President Paul Kagame, along with many other chiefs of state, will be visiting New York for the opening week of the United Nations General Assembly. President Trump is scheduled to host African heads of state, including Kagame, for a dinner.

For Africans and others, Kagame is somewhat of a paradox. He has been an intelligence operative, a warlord, and, following the Rwandan genocide, a vice president and president. He and his government have pursued policies that have led to a remarkable transformation of Rwanda from “a Third world backwater into a prospective middle-income country.” Conversely, his intervention in the Congo has fostered civil war, he has little toleration for domestic political opposition, and there are credible allegations that he intimidates his opponents and, in some cases, has them assassinated. For example, in the recently concluded Rwandan elections, opposition candidates complained of harassment and intimidation by the security services. One candidate, Diane Shima Rwigara, has claimed continued harassment even after the election, along with her family, on charges of forging signatures and tax evasion. 

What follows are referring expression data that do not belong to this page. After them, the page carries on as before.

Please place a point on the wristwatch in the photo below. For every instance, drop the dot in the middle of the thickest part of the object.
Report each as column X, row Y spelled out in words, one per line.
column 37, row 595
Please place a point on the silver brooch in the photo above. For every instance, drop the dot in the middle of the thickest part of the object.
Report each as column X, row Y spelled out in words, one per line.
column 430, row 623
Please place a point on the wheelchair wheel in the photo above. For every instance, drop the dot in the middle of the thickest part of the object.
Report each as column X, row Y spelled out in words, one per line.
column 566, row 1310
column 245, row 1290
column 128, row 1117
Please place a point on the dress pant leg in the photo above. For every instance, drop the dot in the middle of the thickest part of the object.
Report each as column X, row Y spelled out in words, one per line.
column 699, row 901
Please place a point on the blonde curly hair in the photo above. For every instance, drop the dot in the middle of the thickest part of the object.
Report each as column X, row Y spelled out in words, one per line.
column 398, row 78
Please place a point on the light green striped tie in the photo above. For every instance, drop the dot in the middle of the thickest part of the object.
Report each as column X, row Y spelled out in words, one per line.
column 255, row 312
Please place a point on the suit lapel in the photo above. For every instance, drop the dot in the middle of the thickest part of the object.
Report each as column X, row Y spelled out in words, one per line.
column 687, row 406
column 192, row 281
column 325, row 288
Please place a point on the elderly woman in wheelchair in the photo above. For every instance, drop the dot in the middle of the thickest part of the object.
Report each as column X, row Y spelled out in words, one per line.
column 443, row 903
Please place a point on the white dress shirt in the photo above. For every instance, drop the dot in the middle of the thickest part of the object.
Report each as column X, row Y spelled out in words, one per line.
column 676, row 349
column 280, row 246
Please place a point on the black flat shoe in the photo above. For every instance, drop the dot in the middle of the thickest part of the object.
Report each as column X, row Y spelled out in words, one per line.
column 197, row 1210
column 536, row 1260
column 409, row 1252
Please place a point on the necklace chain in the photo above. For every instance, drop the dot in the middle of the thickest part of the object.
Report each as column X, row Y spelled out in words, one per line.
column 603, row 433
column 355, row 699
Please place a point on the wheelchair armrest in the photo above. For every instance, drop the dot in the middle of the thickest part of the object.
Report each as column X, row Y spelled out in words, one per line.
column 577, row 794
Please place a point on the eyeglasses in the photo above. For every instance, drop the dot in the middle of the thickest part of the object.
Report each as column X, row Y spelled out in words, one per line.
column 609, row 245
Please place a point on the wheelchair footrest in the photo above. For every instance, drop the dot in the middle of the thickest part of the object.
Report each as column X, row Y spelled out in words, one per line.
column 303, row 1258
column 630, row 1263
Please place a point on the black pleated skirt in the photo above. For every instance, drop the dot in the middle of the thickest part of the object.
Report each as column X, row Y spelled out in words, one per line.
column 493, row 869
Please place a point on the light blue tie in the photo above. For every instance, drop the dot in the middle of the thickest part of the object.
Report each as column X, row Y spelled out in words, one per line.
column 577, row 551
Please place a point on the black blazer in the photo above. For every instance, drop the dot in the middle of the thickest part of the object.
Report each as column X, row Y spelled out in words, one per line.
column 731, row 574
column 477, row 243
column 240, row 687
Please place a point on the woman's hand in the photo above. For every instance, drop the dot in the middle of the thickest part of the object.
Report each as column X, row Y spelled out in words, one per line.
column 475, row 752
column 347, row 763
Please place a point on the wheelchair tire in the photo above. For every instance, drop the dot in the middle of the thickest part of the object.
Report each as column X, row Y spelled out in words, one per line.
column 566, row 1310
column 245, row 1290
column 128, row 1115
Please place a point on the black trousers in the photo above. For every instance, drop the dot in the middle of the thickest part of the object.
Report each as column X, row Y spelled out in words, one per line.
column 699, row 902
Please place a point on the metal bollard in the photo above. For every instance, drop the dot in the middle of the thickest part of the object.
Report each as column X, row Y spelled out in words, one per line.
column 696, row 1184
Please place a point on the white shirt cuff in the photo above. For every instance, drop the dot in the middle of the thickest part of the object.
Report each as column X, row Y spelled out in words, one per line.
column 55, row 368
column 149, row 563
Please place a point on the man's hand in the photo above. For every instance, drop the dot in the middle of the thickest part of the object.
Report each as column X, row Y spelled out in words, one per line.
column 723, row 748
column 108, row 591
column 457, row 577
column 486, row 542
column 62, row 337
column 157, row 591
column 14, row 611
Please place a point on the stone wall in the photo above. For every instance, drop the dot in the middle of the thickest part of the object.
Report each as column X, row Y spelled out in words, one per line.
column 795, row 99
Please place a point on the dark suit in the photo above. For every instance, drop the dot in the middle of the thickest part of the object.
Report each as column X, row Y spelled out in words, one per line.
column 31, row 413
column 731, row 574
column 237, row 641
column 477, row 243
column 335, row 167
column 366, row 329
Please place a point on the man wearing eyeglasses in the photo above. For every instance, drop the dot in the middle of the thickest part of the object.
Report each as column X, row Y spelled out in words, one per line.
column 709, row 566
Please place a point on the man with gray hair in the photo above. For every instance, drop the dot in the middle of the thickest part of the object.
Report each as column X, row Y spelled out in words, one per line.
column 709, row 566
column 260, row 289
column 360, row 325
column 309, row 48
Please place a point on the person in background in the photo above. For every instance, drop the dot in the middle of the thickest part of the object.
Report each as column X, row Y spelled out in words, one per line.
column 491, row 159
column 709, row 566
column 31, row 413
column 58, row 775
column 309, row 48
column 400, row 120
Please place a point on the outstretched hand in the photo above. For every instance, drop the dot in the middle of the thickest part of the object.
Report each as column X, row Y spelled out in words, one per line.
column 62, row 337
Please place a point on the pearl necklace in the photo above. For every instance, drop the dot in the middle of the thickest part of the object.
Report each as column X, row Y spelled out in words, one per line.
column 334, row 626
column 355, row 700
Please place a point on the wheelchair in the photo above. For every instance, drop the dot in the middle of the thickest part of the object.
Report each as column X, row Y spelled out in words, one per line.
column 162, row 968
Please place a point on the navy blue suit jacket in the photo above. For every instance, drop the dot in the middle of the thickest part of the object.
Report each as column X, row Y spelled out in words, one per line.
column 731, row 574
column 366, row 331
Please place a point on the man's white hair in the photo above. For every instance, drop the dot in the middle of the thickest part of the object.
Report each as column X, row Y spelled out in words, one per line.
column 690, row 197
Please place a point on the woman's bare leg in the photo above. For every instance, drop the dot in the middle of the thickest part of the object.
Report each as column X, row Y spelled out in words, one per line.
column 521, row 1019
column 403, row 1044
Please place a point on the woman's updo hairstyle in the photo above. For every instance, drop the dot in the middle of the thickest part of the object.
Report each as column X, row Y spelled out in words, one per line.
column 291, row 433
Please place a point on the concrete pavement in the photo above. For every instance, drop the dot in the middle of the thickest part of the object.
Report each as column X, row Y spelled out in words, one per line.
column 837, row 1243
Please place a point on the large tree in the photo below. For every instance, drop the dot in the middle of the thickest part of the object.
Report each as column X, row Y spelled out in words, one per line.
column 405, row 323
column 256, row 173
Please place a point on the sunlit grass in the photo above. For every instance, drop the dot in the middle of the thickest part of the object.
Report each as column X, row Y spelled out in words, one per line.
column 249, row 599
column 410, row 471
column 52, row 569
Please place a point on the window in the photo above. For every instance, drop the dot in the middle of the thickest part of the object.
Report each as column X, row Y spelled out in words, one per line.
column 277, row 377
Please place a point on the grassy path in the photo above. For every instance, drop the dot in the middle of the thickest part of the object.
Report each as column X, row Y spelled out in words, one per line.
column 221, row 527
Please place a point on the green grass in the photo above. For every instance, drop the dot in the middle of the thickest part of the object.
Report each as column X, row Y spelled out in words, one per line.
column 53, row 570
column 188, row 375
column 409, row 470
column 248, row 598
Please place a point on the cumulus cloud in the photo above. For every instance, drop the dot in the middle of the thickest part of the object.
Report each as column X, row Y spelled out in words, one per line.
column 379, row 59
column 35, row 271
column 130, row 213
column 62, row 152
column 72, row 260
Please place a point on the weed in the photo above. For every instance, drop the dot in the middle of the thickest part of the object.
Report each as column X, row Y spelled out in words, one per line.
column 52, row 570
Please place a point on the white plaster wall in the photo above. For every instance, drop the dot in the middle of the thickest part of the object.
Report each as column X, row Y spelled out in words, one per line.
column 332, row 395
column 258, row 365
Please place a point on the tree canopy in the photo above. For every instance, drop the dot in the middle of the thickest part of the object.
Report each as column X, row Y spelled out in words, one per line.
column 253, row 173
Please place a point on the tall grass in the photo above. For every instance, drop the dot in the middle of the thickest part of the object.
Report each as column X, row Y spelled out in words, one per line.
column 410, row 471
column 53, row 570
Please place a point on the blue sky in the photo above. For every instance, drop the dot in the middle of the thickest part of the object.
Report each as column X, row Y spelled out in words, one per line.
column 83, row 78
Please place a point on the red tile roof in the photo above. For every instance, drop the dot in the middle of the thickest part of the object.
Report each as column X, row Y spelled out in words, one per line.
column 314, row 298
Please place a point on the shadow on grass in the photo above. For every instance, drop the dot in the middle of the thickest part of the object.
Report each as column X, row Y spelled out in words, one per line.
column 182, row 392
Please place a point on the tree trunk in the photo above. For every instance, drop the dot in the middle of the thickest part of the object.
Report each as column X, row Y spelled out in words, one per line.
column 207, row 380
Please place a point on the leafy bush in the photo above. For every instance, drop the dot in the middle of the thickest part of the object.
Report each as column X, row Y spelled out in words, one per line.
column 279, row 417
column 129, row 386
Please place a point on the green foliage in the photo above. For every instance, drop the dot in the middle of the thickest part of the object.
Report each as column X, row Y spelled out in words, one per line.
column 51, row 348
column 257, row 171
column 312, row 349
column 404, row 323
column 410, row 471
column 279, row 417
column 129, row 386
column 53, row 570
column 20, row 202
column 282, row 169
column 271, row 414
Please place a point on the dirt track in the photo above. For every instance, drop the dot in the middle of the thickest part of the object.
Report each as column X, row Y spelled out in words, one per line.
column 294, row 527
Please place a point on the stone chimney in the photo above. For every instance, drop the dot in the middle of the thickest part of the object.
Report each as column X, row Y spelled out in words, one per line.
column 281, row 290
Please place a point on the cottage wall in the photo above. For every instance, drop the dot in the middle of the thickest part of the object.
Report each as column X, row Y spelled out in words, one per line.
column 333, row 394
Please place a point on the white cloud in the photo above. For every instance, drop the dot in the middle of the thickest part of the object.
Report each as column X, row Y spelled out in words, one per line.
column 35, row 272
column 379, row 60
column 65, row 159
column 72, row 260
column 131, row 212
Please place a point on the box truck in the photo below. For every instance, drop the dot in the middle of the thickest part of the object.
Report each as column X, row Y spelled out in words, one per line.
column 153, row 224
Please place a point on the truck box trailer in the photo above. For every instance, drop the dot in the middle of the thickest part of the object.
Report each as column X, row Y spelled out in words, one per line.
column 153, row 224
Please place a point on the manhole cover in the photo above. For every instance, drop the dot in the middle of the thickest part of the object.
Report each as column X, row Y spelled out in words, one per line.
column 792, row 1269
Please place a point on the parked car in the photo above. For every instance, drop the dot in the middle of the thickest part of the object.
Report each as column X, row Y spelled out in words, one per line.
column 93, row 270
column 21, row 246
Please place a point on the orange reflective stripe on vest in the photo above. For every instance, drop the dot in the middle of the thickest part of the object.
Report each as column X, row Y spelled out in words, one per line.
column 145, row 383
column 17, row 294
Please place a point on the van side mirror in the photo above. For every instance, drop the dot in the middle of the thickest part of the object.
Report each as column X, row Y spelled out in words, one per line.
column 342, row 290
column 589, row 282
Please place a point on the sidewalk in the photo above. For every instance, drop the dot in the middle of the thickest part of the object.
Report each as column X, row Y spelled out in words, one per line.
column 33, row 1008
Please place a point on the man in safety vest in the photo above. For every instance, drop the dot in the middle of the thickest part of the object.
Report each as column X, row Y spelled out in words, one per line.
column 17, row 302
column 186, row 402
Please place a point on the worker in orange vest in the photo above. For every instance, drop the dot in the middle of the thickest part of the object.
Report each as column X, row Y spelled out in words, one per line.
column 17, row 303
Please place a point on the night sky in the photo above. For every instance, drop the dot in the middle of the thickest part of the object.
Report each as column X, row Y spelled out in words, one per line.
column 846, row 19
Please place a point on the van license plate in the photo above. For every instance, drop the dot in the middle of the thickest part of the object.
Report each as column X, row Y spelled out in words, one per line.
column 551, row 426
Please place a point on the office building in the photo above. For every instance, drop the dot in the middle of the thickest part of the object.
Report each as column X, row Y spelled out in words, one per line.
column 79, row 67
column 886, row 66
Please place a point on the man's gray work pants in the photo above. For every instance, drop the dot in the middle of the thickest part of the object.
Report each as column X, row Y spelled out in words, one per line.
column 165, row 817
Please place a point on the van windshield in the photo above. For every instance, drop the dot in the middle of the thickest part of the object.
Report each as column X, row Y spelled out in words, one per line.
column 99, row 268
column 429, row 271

Obadiah Mailafia, a deputy governor of the Nigeria Central Bank and chief of staff of the African, Caribbean and Pacific Group of States, explores the Kagame paradox in an article he wrote for a Nigerian newspaper. It is well worth reading, and provides an important African perspective on the leader of Rwanda. He opens his balanced treatment of Kagame by quoting Kenyan political scientists Ali Mazrui’s characterization of Ghana’s liberation leader Kwame Nkrumah as a “Leninist Tsar,” and using it to sum-up the Kagame paradox.

Kagame is also sometimes compared to Lee Kuan Yew, who transformed Singapore into a first-world country through authoritarian, non-democratic means over his three decades in power. Kagame’s methods, however, are cruder than Lee’s. It also remains to be seen whether Kagame’s transformation can last, or whether there will be a renewed round of ethnic conflict.  

For many foreign observers, there is much to be said for Kagame and Lee, and the current dysfunctionality of governance in Washington makes attractive an authoritarian style of government that “gets things done,” and “solves problems.” A difficulty, however, is that democratic states have a long history of self-correction; authoritarian states do not.